Recommendations for Improvements to MCC's Internal Controls and Policies on Premium Class Air Travel
GAO-08-468R: Published: Feb 29, 2008. Publicly Released: Feb 29, 2008.
On September 28, 2007, GAO issued a report detailing our findings of improper and abusive premium class travel governmentwide. The audit was performed at the request of the Permanent Subcommittee on Investigations, Committee on Homeland Security and Governmental Affairs, U.S. Senate, and Senator Grassley, Committee on Finance, U.S. Senate. As part of the audit, we tested premium class transactions at the Millennium Challenge Corporation (MCC). While our report provided recommendations to the General Services Administration (GSA) and the Office of Management and Budget (OMB), the purpose of this letter is to report on specific matters identified during our audit that relate to weaknesses in internal controls at MCC. This letter contains three recommendations that warrant management's consideration.
MCC was the most frequent user of premium class travel governmentwide. Overall, MCC spent about 77 percent of its air travel on premium class travel, compared to the overall governmentwide average of about 7 percent. On a comparative basis, we found that 83 percent of MCC's over-14-hour flights between airports in the United States and selected locations in Africa, the Middle East, and parts of Europe were in premium class. In contrast, only 3 percent of the Department of Defense's (DOD) and the Department of Homeland Security's (DHS) travel to the same locations was in premium class. Our statistical sampling of and data-mining work on premium class travel at MCC found that none of the 36 MCC premium class transactions we tested were properly authorized or justified. Specifically, in premium class flights occurring prior to February 2006, MCC officials informed us that premium class authorization was provided through blanket authorizations. Flights during this period failed our control tests based on a lack of specific authorization. Further, of an additional 15 transactions occurring after February 2006 when premium class travel at MCC was supposed to be authorized on a trip-by-trip basis, we found that all 15 still failed our control tests due to lack of specific authorization and justification. According to MCC officials, specific authorization was not necessary for these trips because they were over 14 hours in length. However, the Federal Travel Regulation (FTR) still requires specific authorization for premium class use, even in situations where flight time exceeds 14 hours. We found that MCC employees improperly used the 14 hour rule to qualify for premium class travel. The FTR specified that employees qualify to use premium class travel for flights exceeding 14 hours if they had no rest stop en route or rest period at their destination. However, on 20 of the 36 flights we examined, travelers arrived at their destination on a weekend without providing documentation that they reported to work before incurring a rest period. This is in violation of the FTR. We found additional flights where the traveler arrived at a time during the day to allow for a rest period prior to reporting to work the next day.

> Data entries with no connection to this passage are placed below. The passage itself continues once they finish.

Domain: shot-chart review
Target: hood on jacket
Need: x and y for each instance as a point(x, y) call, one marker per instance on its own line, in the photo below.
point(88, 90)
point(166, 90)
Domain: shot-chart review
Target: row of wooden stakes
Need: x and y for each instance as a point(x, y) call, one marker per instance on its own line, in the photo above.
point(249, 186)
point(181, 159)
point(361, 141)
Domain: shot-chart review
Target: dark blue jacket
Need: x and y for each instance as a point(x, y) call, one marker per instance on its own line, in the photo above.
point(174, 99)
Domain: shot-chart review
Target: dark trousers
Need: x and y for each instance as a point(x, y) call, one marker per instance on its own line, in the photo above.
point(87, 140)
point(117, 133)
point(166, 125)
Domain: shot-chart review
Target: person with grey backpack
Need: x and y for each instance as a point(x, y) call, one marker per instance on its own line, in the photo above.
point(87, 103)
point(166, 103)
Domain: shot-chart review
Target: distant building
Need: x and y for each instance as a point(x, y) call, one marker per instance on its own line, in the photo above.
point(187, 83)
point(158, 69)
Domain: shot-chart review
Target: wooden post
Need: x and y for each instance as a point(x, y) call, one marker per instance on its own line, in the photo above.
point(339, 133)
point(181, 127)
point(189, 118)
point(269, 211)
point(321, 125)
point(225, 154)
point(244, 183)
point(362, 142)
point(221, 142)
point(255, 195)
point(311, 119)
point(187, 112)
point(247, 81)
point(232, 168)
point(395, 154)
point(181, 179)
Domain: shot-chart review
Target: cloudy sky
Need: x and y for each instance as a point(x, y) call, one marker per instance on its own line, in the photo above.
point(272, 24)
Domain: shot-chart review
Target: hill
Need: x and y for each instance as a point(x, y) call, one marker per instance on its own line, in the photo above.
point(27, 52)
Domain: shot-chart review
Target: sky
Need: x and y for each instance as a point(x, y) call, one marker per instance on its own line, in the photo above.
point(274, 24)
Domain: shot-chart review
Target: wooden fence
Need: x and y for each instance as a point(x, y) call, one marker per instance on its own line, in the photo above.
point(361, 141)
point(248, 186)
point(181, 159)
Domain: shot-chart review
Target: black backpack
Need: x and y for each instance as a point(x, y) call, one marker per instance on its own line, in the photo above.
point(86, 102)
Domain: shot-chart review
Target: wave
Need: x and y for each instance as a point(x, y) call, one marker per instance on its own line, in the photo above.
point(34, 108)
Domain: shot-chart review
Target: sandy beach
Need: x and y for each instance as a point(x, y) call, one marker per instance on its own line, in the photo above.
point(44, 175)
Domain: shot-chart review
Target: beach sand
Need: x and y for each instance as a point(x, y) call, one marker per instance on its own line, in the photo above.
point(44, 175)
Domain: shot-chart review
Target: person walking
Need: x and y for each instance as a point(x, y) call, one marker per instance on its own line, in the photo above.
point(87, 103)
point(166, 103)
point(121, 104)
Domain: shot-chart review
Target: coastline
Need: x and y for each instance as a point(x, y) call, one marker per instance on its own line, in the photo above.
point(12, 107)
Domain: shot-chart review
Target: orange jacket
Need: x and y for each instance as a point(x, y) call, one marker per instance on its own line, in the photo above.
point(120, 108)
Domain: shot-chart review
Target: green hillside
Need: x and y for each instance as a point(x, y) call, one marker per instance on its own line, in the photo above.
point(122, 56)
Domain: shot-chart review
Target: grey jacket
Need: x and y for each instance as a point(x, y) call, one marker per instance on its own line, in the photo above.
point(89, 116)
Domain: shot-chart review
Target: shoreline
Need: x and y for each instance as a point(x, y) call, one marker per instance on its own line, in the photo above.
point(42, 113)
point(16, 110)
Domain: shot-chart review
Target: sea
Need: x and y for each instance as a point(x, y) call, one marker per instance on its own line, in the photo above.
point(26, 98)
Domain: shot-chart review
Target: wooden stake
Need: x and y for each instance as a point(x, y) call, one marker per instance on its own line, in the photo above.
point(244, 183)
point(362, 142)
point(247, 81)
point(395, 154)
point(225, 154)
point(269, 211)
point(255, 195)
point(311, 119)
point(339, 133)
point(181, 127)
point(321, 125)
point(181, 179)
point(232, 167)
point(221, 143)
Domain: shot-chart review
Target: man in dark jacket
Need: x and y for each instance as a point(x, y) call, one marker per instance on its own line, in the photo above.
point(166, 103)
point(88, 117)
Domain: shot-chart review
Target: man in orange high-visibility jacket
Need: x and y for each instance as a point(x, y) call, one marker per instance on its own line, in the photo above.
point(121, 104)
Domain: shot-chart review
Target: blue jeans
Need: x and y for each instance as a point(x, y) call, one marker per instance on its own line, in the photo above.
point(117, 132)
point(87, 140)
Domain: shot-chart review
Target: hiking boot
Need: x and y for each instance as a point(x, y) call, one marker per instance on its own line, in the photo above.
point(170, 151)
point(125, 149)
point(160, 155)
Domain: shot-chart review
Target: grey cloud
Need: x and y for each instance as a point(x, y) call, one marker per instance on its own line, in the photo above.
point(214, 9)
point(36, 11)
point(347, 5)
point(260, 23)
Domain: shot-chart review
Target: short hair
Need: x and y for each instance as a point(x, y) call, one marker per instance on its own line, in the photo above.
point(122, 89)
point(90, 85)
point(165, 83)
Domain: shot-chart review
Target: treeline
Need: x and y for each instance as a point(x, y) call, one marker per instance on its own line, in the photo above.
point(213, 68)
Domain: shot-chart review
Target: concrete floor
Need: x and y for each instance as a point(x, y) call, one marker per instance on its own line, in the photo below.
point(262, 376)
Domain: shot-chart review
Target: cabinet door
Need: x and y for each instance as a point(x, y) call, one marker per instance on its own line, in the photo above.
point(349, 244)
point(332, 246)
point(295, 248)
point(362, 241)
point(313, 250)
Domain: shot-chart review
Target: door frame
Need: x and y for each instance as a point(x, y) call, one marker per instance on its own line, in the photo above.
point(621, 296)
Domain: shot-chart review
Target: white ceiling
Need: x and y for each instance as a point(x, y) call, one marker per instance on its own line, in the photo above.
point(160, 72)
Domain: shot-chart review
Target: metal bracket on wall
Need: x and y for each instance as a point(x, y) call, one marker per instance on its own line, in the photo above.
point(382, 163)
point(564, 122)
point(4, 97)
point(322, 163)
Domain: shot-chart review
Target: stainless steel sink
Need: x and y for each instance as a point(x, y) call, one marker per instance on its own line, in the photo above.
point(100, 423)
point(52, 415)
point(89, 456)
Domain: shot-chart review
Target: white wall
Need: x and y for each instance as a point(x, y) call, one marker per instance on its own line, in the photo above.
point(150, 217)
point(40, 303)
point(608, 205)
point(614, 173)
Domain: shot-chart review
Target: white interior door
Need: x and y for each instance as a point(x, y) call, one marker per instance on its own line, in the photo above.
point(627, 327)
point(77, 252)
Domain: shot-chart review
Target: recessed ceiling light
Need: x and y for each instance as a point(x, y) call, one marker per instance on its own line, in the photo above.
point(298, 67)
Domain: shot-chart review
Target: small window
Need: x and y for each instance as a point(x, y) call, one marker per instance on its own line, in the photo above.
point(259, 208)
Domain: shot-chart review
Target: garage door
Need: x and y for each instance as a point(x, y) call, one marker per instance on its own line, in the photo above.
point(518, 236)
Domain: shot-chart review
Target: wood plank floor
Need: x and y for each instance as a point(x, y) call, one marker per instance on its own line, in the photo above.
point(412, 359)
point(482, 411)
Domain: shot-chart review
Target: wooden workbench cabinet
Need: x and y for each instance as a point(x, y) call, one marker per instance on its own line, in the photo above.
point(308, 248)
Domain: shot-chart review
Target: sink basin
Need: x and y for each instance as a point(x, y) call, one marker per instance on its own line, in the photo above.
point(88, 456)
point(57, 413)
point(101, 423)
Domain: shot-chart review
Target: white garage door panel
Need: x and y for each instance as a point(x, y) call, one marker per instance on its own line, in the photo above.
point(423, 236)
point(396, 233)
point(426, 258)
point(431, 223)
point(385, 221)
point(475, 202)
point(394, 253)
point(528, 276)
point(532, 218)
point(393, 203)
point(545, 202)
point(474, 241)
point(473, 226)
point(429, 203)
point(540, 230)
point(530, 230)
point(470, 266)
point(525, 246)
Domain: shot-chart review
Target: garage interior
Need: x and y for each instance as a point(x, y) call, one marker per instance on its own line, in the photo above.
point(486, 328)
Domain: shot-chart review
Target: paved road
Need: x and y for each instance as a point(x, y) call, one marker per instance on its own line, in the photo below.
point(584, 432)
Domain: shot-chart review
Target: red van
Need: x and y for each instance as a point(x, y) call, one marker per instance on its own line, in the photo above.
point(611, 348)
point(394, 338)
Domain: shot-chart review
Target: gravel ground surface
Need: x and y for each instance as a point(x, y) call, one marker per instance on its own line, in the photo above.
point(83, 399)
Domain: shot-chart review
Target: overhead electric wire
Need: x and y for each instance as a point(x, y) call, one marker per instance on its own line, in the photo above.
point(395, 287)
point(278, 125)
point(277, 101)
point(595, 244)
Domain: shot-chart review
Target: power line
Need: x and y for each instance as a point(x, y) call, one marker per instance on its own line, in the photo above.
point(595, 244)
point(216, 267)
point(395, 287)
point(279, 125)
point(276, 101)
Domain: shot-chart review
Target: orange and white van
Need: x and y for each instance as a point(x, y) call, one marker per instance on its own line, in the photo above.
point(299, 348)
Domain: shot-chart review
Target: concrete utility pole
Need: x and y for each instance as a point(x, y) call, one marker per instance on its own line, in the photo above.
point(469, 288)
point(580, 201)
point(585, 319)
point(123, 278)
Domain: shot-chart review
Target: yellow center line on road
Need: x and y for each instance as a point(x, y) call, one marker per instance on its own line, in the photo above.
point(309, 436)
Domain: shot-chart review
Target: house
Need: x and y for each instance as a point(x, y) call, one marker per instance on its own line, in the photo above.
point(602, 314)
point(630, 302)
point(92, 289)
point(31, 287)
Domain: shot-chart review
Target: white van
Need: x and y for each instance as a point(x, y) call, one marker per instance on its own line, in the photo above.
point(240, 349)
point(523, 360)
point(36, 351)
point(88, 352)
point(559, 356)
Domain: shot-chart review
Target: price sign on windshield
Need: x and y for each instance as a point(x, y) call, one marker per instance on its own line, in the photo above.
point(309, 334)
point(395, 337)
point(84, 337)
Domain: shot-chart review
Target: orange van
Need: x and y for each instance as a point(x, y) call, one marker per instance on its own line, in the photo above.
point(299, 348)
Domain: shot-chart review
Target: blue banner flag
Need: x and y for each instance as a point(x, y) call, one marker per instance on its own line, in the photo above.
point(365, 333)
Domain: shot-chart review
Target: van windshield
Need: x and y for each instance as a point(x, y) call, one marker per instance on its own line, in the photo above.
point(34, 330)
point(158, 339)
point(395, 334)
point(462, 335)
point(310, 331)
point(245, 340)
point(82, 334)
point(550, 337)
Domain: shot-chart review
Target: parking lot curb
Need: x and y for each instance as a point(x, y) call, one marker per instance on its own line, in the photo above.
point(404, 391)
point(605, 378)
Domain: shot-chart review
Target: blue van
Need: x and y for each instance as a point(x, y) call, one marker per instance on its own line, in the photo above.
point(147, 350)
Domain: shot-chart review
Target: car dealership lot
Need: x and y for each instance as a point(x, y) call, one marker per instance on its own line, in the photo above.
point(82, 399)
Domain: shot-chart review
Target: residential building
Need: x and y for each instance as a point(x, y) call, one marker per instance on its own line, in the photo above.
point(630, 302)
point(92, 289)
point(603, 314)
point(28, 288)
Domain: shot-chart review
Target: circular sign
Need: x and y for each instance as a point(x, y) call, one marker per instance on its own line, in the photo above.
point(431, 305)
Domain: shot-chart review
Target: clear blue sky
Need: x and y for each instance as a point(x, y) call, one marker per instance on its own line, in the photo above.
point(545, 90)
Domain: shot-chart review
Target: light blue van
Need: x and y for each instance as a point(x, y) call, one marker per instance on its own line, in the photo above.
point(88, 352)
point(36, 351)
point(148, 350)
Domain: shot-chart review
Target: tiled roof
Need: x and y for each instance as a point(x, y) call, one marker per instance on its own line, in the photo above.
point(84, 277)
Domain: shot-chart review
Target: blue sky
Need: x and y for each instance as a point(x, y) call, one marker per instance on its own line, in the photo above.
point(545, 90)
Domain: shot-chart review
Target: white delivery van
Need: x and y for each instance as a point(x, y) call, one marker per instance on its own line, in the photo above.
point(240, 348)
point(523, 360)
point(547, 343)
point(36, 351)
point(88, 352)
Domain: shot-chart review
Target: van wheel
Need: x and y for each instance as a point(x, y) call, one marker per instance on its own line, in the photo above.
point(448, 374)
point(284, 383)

Recommendation for Executive Action
Status: Closed - Implemented
Comments: MCC's Temporary Duty Travel Policies and Procedures directive, dated February 2012, establishes the overall responsibility for MCC Approving Officials to ensure travel expense cost savings by requiring coach class flights, with travelers' use of rest stops or business class lounges enroute, instead of more costly business class flights when flights exceed 14 hours in duration. The directive increases the Federal Travel Regulation (FTR) flight time requirement (i.e., the 14-hour rule) that officials must consider in reviewing a request for premium class accommodations, and includes the FTR's requirements related to rest stops and traveler reporting-for-duty timeframe. Per the directive, any OCONUS flight where premium class accommodations are requested must have total travel time that meets or exceeds 20 hours, and the traveler cannot take a rest stop or use a business class lounge during the trip and will report for duty within 24 hours of arrival at the final destination. The directive requires written justification and approval for any premium class air travel; the justification must explicitly cite the specific FTR exception(s) that allow premium class accommodations. For example, when using the travel time exception, traveler must include three criteria in the justification: (1) travel time is 20 hours or more; (2) there will not be an overnight rest stop or fee-based use of a business class lounge en route to the final destination; and (3) the traveler will report for duty within 24 hours of arriving at the final destination. The written justification/approval must be included and retained in travel order documentation. These provisions in MCC's current TDY travel directive meet the intent of our recommendation.
Recommendation: To reduce improper premium class travel, the Chief Executive Officer of the Millennium Challenge Corporation should implement improved internal controls over the use of premium class travel. While a wide range of activities can contribute to a system that provides reasonable assurance that premium class travel is properly authorized and justified, at a minimum the internal control activities should include the following: (1) require specific authorization for the use of premium class, to be documented and retained with travel orders; (2) enforce FTR regulations prohibiting premium class travel if the trip was over 14 hours and the traveler had a rest stop at destination or a rest stop en route; and (3) prohibit the use of premium class air travel on weekend arrivals, except in cases where a traveler documents that he or she will report immediately to work upon arrival before incurring a rest period.